Create docker image

Docker can help us to maintain our computational environments. Each of our Nextflow pipeline has a dedicated docker image in our lab. And all the docker files should be avalible at dockerfile.

Dockerfile

To simplify the image building, we can use conda to install most of the tools. We can collect the tools available on conda cloud into a conda.yml file, which might looks like this.

name: concordance-nf
channels:
  - defaults
  - bioconda
  - r
  - biobuilds
  - conda-forge
dependencies:
  - bwa=0.7.17
  - sambamba=0.7.0
  - samtools=1.9
  - picard=2.20.6
  - bcftools=1.9
  - csvtk=0.18.2
  - r=3.6.0
  - r-ggplot2=3.1.1
  - r-readr=1.3.1
  - r-tidyverse=1.2.1

Then, build the Dockerfile as below.

FROM continuumio/miniconda
MAINTAINER Katie Evans <kathrynevans2015@u.northwestern.edu>

COPY conda.yml .
RUN \
   conda env update -n root -f conda.yml \
&& conda clean -a

# install other tools not avalible on conda cloud -- tidyverse sometimes need to be installed here separately...
RUN apt-get update && apt-get install -y procps
RUN R -e "install.packages('roperators',dependencies=TRUE, repos='http://cran.us.r-project.org')"

Note

Put the conda.ymal and Dockerfile under the same folder.

Build docker image

To build the docker image, you need docker desktop installed on your local machine. Also you should sign up the dockerhub to enable pushing docker image to cloud.
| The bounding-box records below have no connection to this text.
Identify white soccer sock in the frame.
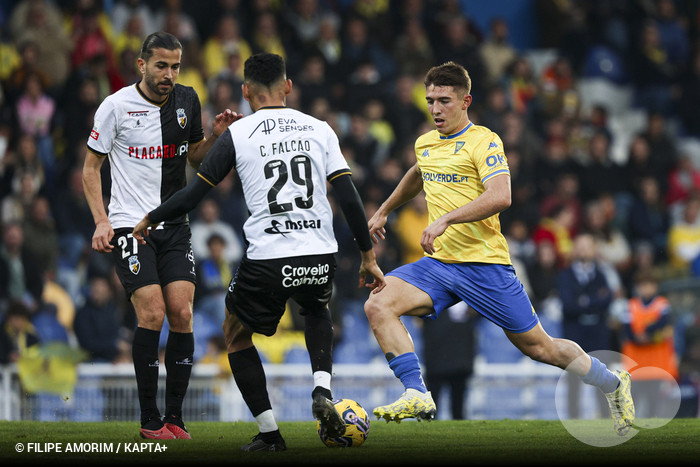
[314,371,331,391]
[255,409,279,433]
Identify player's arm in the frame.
[83,150,114,253]
[368,163,423,243]
[420,172,511,255]
[133,128,236,244]
[187,109,243,169]
[330,173,386,293]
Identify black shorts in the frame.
[111,224,197,296]
[226,254,336,336]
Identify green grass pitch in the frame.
[0,419,700,467]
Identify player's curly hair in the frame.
[243,53,287,88]
[140,31,182,61]
[424,61,472,94]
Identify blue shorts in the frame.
[387,256,539,333]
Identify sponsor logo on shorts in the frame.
[175,109,187,128]
[129,255,141,275]
[282,264,331,287]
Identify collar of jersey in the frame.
[440,122,474,139]
[134,81,170,107]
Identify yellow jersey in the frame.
[415,123,511,265]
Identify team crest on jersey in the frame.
[129,255,141,275]
[175,109,187,128]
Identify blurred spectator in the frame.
[422,302,478,420]
[9,0,73,91]
[498,57,538,116]
[0,171,39,223]
[152,0,201,44]
[195,233,236,323]
[316,13,343,82]
[0,222,44,307]
[17,75,56,187]
[532,204,576,268]
[110,0,158,35]
[202,15,252,78]
[479,17,517,85]
[0,301,39,365]
[632,20,681,115]
[73,276,130,363]
[667,192,700,275]
[250,11,287,58]
[557,233,613,418]
[294,54,333,111]
[628,177,670,260]
[526,241,559,310]
[580,132,622,201]
[113,15,148,67]
[23,196,58,277]
[622,270,679,418]
[665,154,700,209]
[386,75,426,149]
[504,218,537,268]
[393,18,435,76]
[340,17,394,87]
[3,40,51,105]
[340,113,382,172]
[584,199,632,274]
[282,0,323,51]
[191,198,243,263]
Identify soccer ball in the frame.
[316,399,369,448]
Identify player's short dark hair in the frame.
[243,53,287,88]
[139,31,182,61]
[424,62,472,94]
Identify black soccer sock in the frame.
[228,346,272,417]
[131,327,160,423]
[304,308,333,373]
[165,331,194,418]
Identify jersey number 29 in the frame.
[265,154,314,214]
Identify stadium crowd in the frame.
[0,0,700,410]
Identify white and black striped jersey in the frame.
[197,107,350,260]
[87,83,204,229]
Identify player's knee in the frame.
[523,344,551,363]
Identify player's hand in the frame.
[212,109,243,137]
[92,220,114,253]
[357,250,386,293]
[420,217,450,255]
[131,214,158,245]
[367,211,387,243]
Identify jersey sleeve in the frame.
[188,89,204,144]
[474,133,510,183]
[325,123,352,181]
[87,99,117,157]
[197,128,236,186]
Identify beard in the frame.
[144,71,175,96]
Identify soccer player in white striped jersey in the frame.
[133,53,384,451]
[83,32,238,439]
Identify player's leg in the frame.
[223,257,290,451]
[223,309,287,451]
[365,275,436,422]
[131,284,175,439]
[112,229,174,439]
[150,225,197,439]
[506,323,635,436]
[163,281,194,439]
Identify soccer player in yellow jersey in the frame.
[365,62,634,435]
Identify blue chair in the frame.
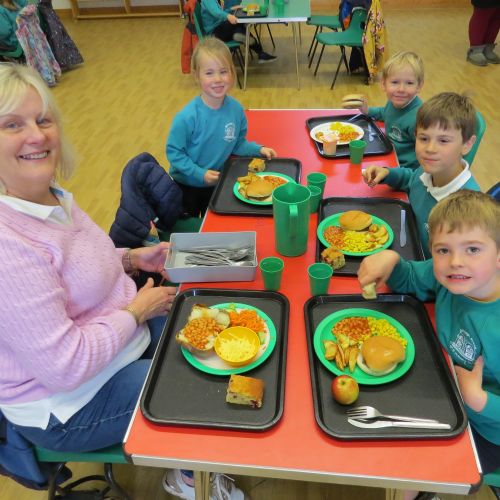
[306,15,342,68]
[35,444,131,500]
[464,111,486,166]
[314,7,368,89]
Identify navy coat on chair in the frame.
[109,153,182,248]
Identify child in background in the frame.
[358,190,500,486]
[346,52,424,168]
[167,37,276,217]
[201,0,277,64]
[363,92,480,258]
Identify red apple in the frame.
[332,375,359,405]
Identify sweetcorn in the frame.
[368,316,408,349]
[330,122,359,142]
[342,231,380,252]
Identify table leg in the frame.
[243,24,250,90]
[292,23,300,90]
[194,470,210,500]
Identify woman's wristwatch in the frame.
[122,248,137,275]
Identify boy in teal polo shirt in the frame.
[344,52,424,168]
[363,92,480,258]
[358,190,500,474]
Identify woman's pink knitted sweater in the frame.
[0,203,141,404]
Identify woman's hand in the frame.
[361,165,389,187]
[129,278,177,323]
[358,250,399,288]
[455,356,488,411]
[260,146,277,160]
[130,241,170,277]
[203,169,220,186]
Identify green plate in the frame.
[181,302,276,376]
[233,172,295,205]
[313,308,415,385]
[316,212,394,257]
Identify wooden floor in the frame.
[0,0,500,500]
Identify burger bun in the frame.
[245,177,274,201]
[339,210,372,231]
[356,335,406,377]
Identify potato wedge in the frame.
[377,233,389,245]
[335,349,345,371]
[348,347,359,373]
[323,340,338,361]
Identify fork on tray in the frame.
[346,406,437,423]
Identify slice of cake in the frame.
[321,247,345,270]
[226,375,264,408]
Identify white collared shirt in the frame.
[0,182,73,225]
[420,159,472,201]
[0,183,151,429]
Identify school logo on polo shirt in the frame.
[449,328,481,370]
[224,122,236,142]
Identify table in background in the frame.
[124,110,481,498]
[238,0,311,90]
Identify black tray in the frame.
[306,114,393,158]
[234,5,269,19]
[141,288,289,431]
[304,294,467,440]
[315,198,425,276]
[209,157,302,215]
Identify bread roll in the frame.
[339,210,372,231]
[226,375,265,408]
[361,335,406,374]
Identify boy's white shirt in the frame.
[420,159,472,201]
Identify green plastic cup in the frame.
[306,172,327,196]
[307,262,333,295]
[307,186,323,214]
[259,257,285,291]
[349,140,366,165]
[273,182,311,257]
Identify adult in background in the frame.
[467,0,500,66]
[0,0,27,50]
[0,63,176,452]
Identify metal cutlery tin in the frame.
[165,231,257,283]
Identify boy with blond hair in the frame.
[346,52,424,168]
[358,190,500,474]
[362,92,480,258]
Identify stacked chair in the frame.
[310,7,368,89]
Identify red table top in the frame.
[125,110,480,493]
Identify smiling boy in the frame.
[346,52,424,168]
[363,92,480,258]
[358,190,500,473]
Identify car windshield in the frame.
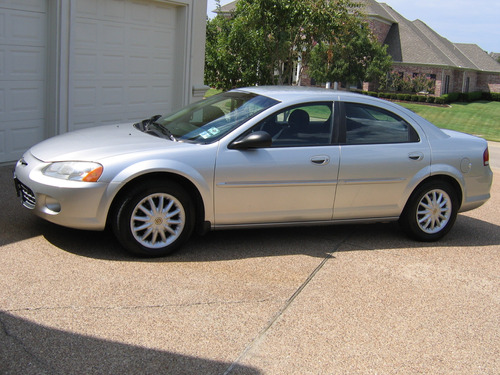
[150,92,278,143]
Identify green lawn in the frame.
[398,101,500,142]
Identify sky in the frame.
[207,0,500,53]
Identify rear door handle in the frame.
[408,152,424,161]
[311,155,330,165]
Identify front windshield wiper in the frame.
[140,115,177,142]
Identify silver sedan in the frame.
[14,87,492,256]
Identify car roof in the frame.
[233,86,364,102]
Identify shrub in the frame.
[441,92,460,103]
[466,91,483,102]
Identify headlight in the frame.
[42,161,102,182]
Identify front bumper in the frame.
[14,152,109,230]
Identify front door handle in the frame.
[311,155,330,165]
[408,152,424,161]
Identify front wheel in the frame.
[113,182,194,256]
[400,182,458,242]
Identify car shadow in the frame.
[0,311,261,375]
[38,215,500,262]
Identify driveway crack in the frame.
[224,229,355,375]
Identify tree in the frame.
[309,17,392,88]
[205,0,368,89]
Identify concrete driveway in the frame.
[0,158,500,375]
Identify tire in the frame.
[399,181,458,242]
[112,181,194,257]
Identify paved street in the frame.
[0,152,500,375]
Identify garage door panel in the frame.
[0,0,47,13]
[69,0,183,130]
[0,0,47,162]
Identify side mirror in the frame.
[229,131,273,150]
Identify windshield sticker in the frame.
[208,128,220,135]
[200,132,210,139]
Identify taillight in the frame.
[483,147,490,166]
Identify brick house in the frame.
[358,0,500,96]
[215,0,500,96]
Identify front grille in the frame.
[15,179,36,210]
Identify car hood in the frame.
[30,124,183,162]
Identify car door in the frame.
[214,102,339,226]
[334,103,430,219]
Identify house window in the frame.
[443,76,450,94]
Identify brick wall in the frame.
[477,73,500,93]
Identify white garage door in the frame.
[0,0,47,163]
[68,0,183,130]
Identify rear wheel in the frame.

Go to the folder which have conda.ymal and Dockerfile, run

docker build -t <dockerhub account>/<name of the image> . # don't ingore the dot here

You can use docker image ls to check the image list you have in your local machine.
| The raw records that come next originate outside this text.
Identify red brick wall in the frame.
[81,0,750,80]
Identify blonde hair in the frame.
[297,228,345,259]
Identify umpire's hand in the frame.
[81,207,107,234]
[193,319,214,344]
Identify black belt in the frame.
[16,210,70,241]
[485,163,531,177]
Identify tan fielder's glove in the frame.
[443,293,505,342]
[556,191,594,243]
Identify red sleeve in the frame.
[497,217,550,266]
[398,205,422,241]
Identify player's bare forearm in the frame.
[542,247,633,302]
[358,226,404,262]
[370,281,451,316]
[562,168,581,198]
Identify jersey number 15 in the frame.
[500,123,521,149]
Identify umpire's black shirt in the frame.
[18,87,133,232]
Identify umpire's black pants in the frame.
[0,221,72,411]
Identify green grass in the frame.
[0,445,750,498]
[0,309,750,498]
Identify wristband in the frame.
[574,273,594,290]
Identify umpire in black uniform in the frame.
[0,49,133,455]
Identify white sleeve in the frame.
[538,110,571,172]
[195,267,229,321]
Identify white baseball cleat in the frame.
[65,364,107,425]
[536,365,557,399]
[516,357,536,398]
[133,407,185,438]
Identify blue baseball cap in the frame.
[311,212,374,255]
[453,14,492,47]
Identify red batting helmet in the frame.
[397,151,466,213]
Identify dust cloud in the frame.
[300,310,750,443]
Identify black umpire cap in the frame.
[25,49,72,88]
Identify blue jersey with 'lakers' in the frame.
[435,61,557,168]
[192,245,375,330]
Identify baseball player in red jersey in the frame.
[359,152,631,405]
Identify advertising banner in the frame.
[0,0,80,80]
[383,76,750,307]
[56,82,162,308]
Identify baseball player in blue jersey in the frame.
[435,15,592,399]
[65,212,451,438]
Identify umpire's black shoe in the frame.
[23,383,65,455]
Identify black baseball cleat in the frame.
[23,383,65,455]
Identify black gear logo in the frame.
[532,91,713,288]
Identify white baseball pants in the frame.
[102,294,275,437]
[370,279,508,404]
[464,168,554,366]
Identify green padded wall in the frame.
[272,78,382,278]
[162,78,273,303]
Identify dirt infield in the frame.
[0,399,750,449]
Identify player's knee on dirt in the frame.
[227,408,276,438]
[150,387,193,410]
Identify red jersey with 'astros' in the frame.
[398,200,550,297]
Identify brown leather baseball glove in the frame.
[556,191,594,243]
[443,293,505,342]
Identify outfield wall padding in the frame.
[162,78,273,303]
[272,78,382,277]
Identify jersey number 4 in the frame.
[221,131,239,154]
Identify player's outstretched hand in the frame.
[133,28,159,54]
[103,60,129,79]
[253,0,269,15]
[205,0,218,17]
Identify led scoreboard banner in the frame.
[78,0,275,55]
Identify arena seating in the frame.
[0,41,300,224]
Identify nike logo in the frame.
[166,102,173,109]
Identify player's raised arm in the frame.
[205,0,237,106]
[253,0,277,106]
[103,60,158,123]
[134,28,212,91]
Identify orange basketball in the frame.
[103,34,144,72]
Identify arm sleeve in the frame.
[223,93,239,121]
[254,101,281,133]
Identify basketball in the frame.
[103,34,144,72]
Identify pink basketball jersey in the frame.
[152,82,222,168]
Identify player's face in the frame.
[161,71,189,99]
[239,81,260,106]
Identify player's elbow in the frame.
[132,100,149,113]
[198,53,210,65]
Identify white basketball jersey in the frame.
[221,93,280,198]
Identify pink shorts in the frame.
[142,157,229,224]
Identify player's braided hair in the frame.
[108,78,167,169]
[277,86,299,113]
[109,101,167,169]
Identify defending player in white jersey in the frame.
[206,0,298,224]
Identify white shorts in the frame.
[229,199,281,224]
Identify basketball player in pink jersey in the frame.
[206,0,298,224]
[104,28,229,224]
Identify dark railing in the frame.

Importantly, you have to check if the tools were installed sucessfully in your docker image. To test the docker image, run

docker run -ti <dockerhub account>/<name of the image> sh

The above command will let you into the docker image, where you can check the tools by their normal commands. Make sure all the tools you need have been installed appropriately.

Tag image with a version

There are sometimes issues with Nextflow thinking it has the latest docker image when it really doesn't. To avoid this issue, it is useful to tag each updated docker image with a version tag. Remember to update the docker call in nextflow to use the new version!

docker image tag <dockerhub account>/<name of the image>:latest <dockerhub account>/<name of the image>:<version tag>

Push docker image to dockerhub

After the image check, you are ready to push the image to dockerhub which allows you to download the image when ever you need to use.
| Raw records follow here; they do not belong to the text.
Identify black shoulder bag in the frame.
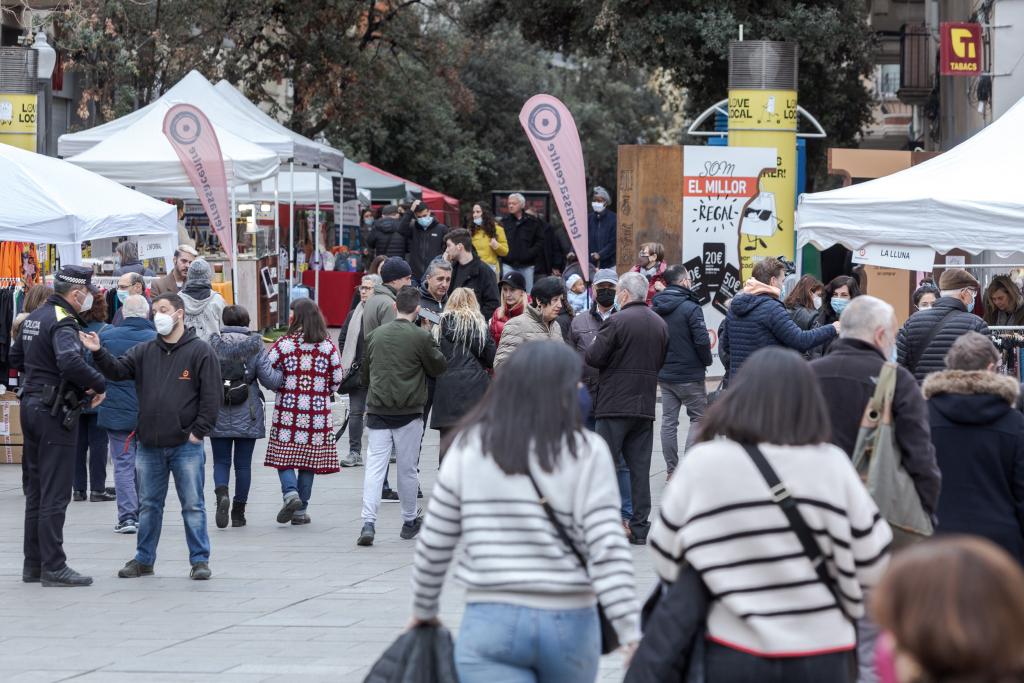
[526,469,620,654]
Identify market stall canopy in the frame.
[57,71,319,166]
[0,144,178,244]
[797,94,1024,254]
[213,79,345,171]
[68,99,281,188]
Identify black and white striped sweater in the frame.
[649,439,892,656]
[413,432,640,643]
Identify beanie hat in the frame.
[939,268,981,292]
[381,256,413,283]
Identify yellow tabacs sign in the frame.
[0,93,36,152]
[729,89,797,281]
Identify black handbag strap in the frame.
[526,469,589,573]
[906,307,956,375]
[743,443,854,622]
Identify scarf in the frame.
[341,301,362,370]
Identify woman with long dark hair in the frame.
[413,341,639,683]
[263,299,342,524]
[649,346,892,683]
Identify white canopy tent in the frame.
[797,94,1024,254]
[68,99,280,189]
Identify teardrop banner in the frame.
[164,104,234,272]
[519,94,590,278]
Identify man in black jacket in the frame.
[811,296,941,514]
[81,294,224,581]
[651,265,712,476]
[444,227,500,321]
[502,193,544,292]
[896,268,989,382]
[586,272,669,545]
[401,200,449,285]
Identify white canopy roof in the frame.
[0,144,178,244]
[68,99,280,188]
[797,94,1024,254]
[213,79,345,171]
[57,71,319,166]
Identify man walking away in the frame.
[896,268,990,382]
[586,272,669,545]
[356,287,447,546]
[652,265,712,477]
[719,258,839,378]
[97,294,157,533]
[444,228,499,321]
[81,294,224,581]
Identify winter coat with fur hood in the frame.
[923,370,1024,562]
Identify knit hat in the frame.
[939,268,981,292]
[185,258,213,286]
[594,268,618,285]
[381,256,413,283]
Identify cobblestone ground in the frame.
[0,397,667,683]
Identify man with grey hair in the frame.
[96,294,157,533]
[586,272,669,545]
[502,193,544,292]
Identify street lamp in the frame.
[32,31,57,155]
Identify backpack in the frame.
[220,358,249,405]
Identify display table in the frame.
[302,270,362,328]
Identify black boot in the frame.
[213,486,231,528]
[231,501,246,526]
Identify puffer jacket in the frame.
[585,301,669,420]
[178,291,224,342]
[367,216,409,258]
[210,327,283,438]
[430,316,497,429]
[96,317,157,432]
[896,297,989,382]
[651,285,713,384]
[719,283,839,379]
[495,306,564,370]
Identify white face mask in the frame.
[153,313,174,337]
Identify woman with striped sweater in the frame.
[413,341,639,683]
[649,347,892,683]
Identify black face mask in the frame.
[594,290,615,308]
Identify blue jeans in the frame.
[278,470,316,512]
[455,602,601,683]
[106,429,138,522]
[210,437,256,503]
[135,441,210,564]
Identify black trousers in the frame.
[22,396,78,571]
[597,418,654,539]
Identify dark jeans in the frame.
[597,418,654,539]
[22,396,78,571]
[705,642,853,683]
[75,413,106,494]
[210,437,256,503]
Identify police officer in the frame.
[10,265,106,586]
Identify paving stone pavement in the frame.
[0,397,685,683]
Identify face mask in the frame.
[153,313,174,337]
[594,290,615,308]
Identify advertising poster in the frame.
[683,146,776,376]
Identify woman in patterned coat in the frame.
[263,299,342,524]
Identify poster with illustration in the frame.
[683,146,776,376]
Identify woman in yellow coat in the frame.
[468,204,509,278]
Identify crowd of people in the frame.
[11,187,1024,683]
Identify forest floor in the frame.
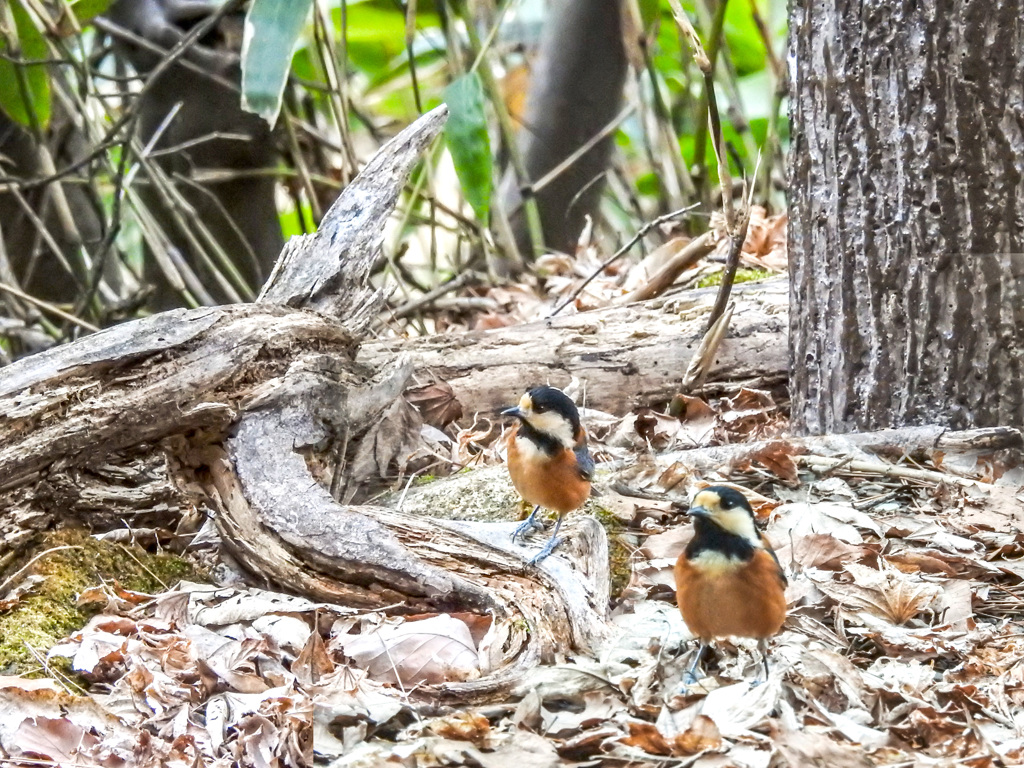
[0,211,1024,768]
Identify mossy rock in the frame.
[696,266,775,288]
[389,465,632,596]
[0,528,203,675]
docker push <dockerhub account>/<name of the image>:<version tag>

Running Nextflow with docker

If running Nextflow locally, a docker container can be used with the following line (check out the documentation):

nextflow run <your script> -with-docker [docker image]

Alternatively, a docker container can be specified within the nextflow.config script to avoid adding an extra parameter:

process.container = 'nextflow/examples:latest'
docker.enabled = true

// if on quest:
// singularity.enabled = true

Important

When running Nextflow with a docker container on QUEST, it is necessary to replace the docker command with singularity (although you still must build a docker container). You must also load singularity using module load singularity before starting a run.

Caching singularity images on QUEST

To make the most out of using a shared cache directory for singularity on b1059, make sure to add this line to your ~/.bash_profile before you run a pipeline for the first time (Note: this is not needed to USE a previously cached image, but only when you ADD a new one).

export SINGULARITY_CACHEDIR='/projects/b1059/singularity/'